尾鷲市の令和5年度水道事業会計決算は、1580万円(以下1万円未満切り捨て)の純損失を計上し、2年連続の赤字だった。財務状況の悪化を踏まえ、今年4月から水道料金を平均34.6%引き上げた。6年度は黒字へ経営改善を見込む。
上水道と簡易水道の料金収入である給水収益は、対前年度比(以下同じ)2820万円(7.4%)増の4億860万円。新型コロナウイルス感染症対策の水道料金の減免を行わなかったため増収となった一方、地域の実情に応じて使える「コロナ交付金」を充当しなかかったため、その分一般会計を含む他会計補助金が減収。それら営業外収益が3105万円(45.0%)減少し、総収益は4億4867万円で288万円(0.6%)の減となった。
対する総費用は4億6447万円で、692万円(1.4%)の減。取水や井戸、浄水場などの施設の維持管理に要する「原水および浄水費」が516万円(5.8%)減の8357万円、減価償却費が619万円(3.0%)減少した。

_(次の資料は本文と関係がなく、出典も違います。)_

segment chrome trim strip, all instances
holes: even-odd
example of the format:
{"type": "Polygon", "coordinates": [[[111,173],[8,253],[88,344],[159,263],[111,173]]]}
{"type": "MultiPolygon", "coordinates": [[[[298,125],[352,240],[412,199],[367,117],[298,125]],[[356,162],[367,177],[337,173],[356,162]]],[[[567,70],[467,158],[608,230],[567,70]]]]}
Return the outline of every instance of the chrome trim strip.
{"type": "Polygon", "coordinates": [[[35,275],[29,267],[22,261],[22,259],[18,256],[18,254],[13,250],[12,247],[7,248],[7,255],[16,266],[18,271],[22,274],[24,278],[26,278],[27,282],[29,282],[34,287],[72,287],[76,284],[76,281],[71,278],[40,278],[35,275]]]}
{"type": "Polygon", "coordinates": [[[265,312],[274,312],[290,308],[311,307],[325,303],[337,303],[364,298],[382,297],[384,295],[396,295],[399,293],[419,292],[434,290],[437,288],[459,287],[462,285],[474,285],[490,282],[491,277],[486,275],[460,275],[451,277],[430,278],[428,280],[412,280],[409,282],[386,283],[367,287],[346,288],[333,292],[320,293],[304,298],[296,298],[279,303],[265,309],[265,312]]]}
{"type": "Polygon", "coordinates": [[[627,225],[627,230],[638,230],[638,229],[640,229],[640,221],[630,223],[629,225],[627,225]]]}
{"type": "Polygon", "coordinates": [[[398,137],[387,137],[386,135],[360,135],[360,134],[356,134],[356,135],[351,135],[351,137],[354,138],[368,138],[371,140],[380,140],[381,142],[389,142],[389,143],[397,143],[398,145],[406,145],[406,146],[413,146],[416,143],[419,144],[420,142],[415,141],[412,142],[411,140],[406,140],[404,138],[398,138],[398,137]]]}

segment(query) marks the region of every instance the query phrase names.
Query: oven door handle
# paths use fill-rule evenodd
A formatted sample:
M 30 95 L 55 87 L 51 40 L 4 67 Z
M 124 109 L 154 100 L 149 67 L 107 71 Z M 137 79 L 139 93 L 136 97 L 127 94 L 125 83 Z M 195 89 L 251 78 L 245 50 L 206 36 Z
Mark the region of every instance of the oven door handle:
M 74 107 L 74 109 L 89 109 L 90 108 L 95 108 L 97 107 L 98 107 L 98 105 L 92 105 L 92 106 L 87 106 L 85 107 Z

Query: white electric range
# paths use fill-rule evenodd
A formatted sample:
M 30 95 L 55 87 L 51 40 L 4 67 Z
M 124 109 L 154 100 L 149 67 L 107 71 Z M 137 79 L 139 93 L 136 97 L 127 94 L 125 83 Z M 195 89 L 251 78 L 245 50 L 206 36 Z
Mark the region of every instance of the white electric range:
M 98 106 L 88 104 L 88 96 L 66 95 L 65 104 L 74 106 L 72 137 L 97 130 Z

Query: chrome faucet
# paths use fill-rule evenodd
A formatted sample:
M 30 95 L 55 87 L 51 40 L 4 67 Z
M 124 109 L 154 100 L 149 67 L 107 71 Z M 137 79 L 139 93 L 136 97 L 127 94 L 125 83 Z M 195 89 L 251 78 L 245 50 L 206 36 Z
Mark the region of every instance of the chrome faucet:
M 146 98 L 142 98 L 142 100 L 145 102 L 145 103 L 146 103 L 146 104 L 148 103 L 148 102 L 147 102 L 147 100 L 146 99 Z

給水戸数は8801戸で、前年度より127戸の減。1年間の総配水量336万830立方メートルのうち、水道料金の対象となった総有収水量は225万4584立方メートルで、前年度より5万2444立方メートル(2.2%)減少した。
有収率は67.0%で、前年度よりも0.64ポイント低下した。全国平均に比べて依然として低水準にある。配水管の老朽化による漏水が主要因と考えられ、管路の整備が急務となっている。
13年ぶりとなる料金改定もなお、人口減に伴う給水戸数の減少により使用水量の減少は今後も継続すると考えられる。監査委員の決算審査意見書では、有収率低下の原因の施設老朽化の改善に多額の投資が必要とされ、今後も厳しい経営状況が続くものと指摘し、「徹底したコスト削減を行うとともに、災害に強い施設整備を実施していくことで安定的な水の供給に努めていただきたい」と述べている。